Guest More than 1 year ago
As someone that enjoys history I enjoyed the book, however, the editing was didtracting. It appears as if someone used, and relied totally on, spell check. I found that distracting, but if you can ignore the editing it is an easy read.
Guest More than 1 year ago
The book provides some interesting insights into the Secret Service, an agency that has little written about it. What takes away from the book though, and causes you question its accuracy, are the typos and laughable mistakes. The most glaring to me were a couple of references to events in the 1860s on the Penn-Central Railroad. The Penn-Central wasn't created until the 1960s.
Guest More than 1 year ago
The typos got extremely annoying. I kept a running list and sent it to the publisher. It was almost 4 pages long! Very poor editing and proofreading, but otherwise, very interesting.

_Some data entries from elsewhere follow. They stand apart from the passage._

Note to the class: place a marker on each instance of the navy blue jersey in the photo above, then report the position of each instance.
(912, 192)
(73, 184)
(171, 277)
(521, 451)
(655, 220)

Guest More than 1 year ago
In addition to the typos and repetitive sections, the author also has what appears to be a disdain for an agency created to help protect innocent people. From what I've read and seen, the agents of the Secret Service are characterized by selflessness and bravery, rare qualities. I don't think anyone, especially this author, should make light of that.
Guest More than 1 year ago
From its creation by Abraham Lincoln as an anti-counterfeiting agency on the day he was assassinated to the impact on the Secret Service of the Sep't. 11 terrorist attacks, this comprehensive historical analysis will be of interest to both scholars and lay readers. Prof. Melanson traces the agency's almost accidental accretion of its protective function and details the strains the dual missions of protecting the currency and protecting political figures imposes on the Secret Service. Of particular interest is the discussion of the agency's greatest failure, the assassination of President Kennedy, and its subsequent efforts both to cover up and learn from its weaknesses. This analysis is particularly pertinent to the ongoing conversation about the performance of our intelligence agencies prior to and after the events of 9/11. The demands on the Secret Service have grown exponentially in the wake of the terrorist attacks. Not only has the number of political figures being given Secret Service protection exploded, but the agency has also been assigned to provide security for the Super Bowl and the Winter Olympics. As a result agency resources have been strained to the breaking point. It is in that context that Prof. Melanson offers some well-reasoned recommendations for restructuring the agency so that it will be better able to meet these new demands. In short, this is a timely, readable, and comprehensive book that will be of interest to a wide audience.
Guest More than 1 year ago
Overall, this book was fair. I had been anxiously awaiting its release, but sadly, I was disappointed with the book when it finally arrived. It is obvious that no one proofread it, as there are multiple typos, run-on sentences, punctuation errors, etc. throughout the entire text--things that should never get past an editor and were highly annoying. Also, because there were 2 authors, it seemed as if they took turns writing alternate chapters but never checked with each other to see if certain information had been covered already. There is little or no organization to the way the information is presented, and at times, the book just seems to go on and on and dances around without ever getting to the point. The book gave me little new knowledge that I didn't already have. Definitely wait until it comes out in trade paperback; save your money.